What is autonomous testing?
So, what exactly is autonomous testing? It’s the next evolutionary step in efficiency.
A brief step back in time
Let’s take a step back in time. Historically, all testing was done manually. Humans needed to poke and prod software products themselves to check if they worked properly. Teams of testers would fill repositories with test case procedures and then grind through them en masse during release cycles. Testing moved at the speed of humans: it got done when it got done.
Then, as an industry, we began to automate our tests. Many of the tests we ran were rote and repetitive, so we decided to make machines run them for us. We scripted our tests in languages like Java, JavaScript, and Python. We developed a plethora of tools to interact with products, like Selenium for web browsers and Postman for APIs. Eventually, we executed tests as part of Continuous Integration systems so that we could get fast feedback perpetually.
With automation, things were great… mostly. We still needed to take time to develop the tests, but we could run them whenever we wanted. We could also run them in parallel to speed up turnaround time. Suites that took days to complete manually could be completed in hours, if not minutes, with automation.
Unfortunately, test automation is hard. Test automation is full-blown software development. Testers needed to become developers to do it right. Flakiness became a huge pain point. Sometimes, tests missed obvious problems that humans would easily catch, like missing buttons or poor styling. Many teams tried to automate their tests and simply failed because the bar was too high.
What we want is the speed and helpfulness of automation without the challenges in developing it. It would be great if a tool could look at an app, figure out its behaviors, and just go test it. That’s essentially what autonomous testing will do.
Ironically, traditional test automation isn’t fully automated. It still needs human testers to write the steps. Autonomous testing tools will truly be automated because the tool will figure out the test steps for us.
The car analogy
Cars are a great analogy for understanding the differences between manual, automated, and autonomous testing.
Manual testing is like a car with a manual transmission. As the driver, you need to mash the clutch and shift through gears to make the car move. You essentially become one with the vehicle.
Many classic cars, like this vintage Volkswagen Beetle, relied on manual transmissions. Beetle gear shifters were four-on-the-floor with a push-down lockout for reverse.
Automated testing is like a car with an automatic transmission. The car still needs to shift gears, but the transmission does it automatically for you based on how fast the car is going. As the driver, you still need to pay attention to the road, but driving is easier because you have one less concern. You could even put the car on cruise control!
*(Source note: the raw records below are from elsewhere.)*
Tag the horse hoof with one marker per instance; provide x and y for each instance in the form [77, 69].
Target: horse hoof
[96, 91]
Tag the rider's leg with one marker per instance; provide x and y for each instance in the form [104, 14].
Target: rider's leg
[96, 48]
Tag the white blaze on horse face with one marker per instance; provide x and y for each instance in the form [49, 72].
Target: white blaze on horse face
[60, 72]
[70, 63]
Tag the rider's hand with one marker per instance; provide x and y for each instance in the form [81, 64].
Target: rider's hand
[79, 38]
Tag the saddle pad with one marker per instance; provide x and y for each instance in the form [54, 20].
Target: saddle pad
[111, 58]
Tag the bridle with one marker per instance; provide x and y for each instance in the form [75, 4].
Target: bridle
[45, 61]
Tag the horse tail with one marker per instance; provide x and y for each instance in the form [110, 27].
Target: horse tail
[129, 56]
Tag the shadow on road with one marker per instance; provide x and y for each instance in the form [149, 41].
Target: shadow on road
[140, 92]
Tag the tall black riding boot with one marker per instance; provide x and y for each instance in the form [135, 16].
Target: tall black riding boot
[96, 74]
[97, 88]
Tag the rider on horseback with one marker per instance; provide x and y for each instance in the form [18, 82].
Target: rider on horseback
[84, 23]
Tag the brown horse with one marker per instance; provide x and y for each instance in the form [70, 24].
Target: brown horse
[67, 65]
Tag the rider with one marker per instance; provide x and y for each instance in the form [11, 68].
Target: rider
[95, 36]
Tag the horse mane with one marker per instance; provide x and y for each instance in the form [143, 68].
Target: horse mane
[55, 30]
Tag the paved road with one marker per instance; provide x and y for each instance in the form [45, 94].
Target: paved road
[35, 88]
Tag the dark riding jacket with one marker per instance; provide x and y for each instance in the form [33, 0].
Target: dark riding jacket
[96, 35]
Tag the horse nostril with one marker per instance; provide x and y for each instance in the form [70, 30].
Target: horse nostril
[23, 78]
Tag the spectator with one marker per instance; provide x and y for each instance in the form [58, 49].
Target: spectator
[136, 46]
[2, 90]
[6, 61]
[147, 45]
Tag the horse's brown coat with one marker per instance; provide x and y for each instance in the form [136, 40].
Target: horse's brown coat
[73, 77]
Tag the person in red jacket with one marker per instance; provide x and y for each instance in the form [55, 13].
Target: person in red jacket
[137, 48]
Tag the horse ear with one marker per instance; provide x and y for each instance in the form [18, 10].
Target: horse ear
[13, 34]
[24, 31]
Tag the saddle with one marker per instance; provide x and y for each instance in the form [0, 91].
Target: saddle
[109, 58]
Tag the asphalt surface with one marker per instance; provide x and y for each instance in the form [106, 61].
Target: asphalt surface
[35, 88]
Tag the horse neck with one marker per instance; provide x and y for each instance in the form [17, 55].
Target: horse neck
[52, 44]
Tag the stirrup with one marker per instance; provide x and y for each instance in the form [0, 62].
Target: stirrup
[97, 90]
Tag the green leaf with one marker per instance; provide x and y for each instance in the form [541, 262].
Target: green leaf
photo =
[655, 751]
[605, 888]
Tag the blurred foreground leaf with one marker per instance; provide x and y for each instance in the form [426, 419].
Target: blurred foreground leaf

Autonomous testing is like a self-driving car. Now, all you need to do is plug in the destination and let the car take you there. It’s a big step forward, and it enables you, now as a passenger, to focus on other things. Like with self-driving cars, we haven’t quite achieved full autonomous testing yet. It’s still a technology we hope to build in the very near future.
How will it work?
This probably goes without saying, but autonomous testing tools will need to leverage artificial intelligence and machine learning in order to learn an app’s context well enough to test it. For example, if we want to test a mobile app, then at the bare minimum, a tool needs to learn how phones work. It needs to know how to recognize different kinds of elements on a screen. It needs to know that buttons require tapping while input fields require text. Those kinds of things are universal for all mobile apps. At a higher level, it needs to figure out workflows for the app, like how humans would use it. Certain things like search bars and shopping carts may be the same in different apps, but domain specific workflows will be unique. Each business has its own special sauce.
This means that autonomous testing tools won’t be ready to use “out of the box.” Their learning models will come with general training on how apps typically work, but then they’ll need to do more training and learning on the apps they are targeted to test. For example, if I want my tool to test the Uber app, then the tool should already know how to check fields and navigate maps, but it will need to spend time learning how ridesharing works. Autonomous tools will, in a sense, need to learn how to learn. And there are three ways this kind of learning could happen.
Random trial and error
The first way is random trial and error. This is machine learning’s brute force approach. The tool could literally just hammer the app, trying to find all possible paths – whether or not they make sense. This approach would take the most time and yield the poorest quality of results, but it could get the job done. It’s like a Roomba, bonking around your bedroom until it vacuums the whole carpet.
Coaching from a user
The second way for the tool to learn an app is coaching from a user. Instead of attempting to be completely self-reliant, a tool could watch a user do a few basic workflows. Then, it could use what it learned to extend those workflows and find new behaviors. Another way this could work would be for the tool to provide a recommendation system. The tool could try to find behaviors worth testing, suggest those behaviors to the human tester, and the human tester could accept or reject those suggestions. The tool could then learn from that feedback: accepted tests signal good directions, while rejected tests could be avoided in the future.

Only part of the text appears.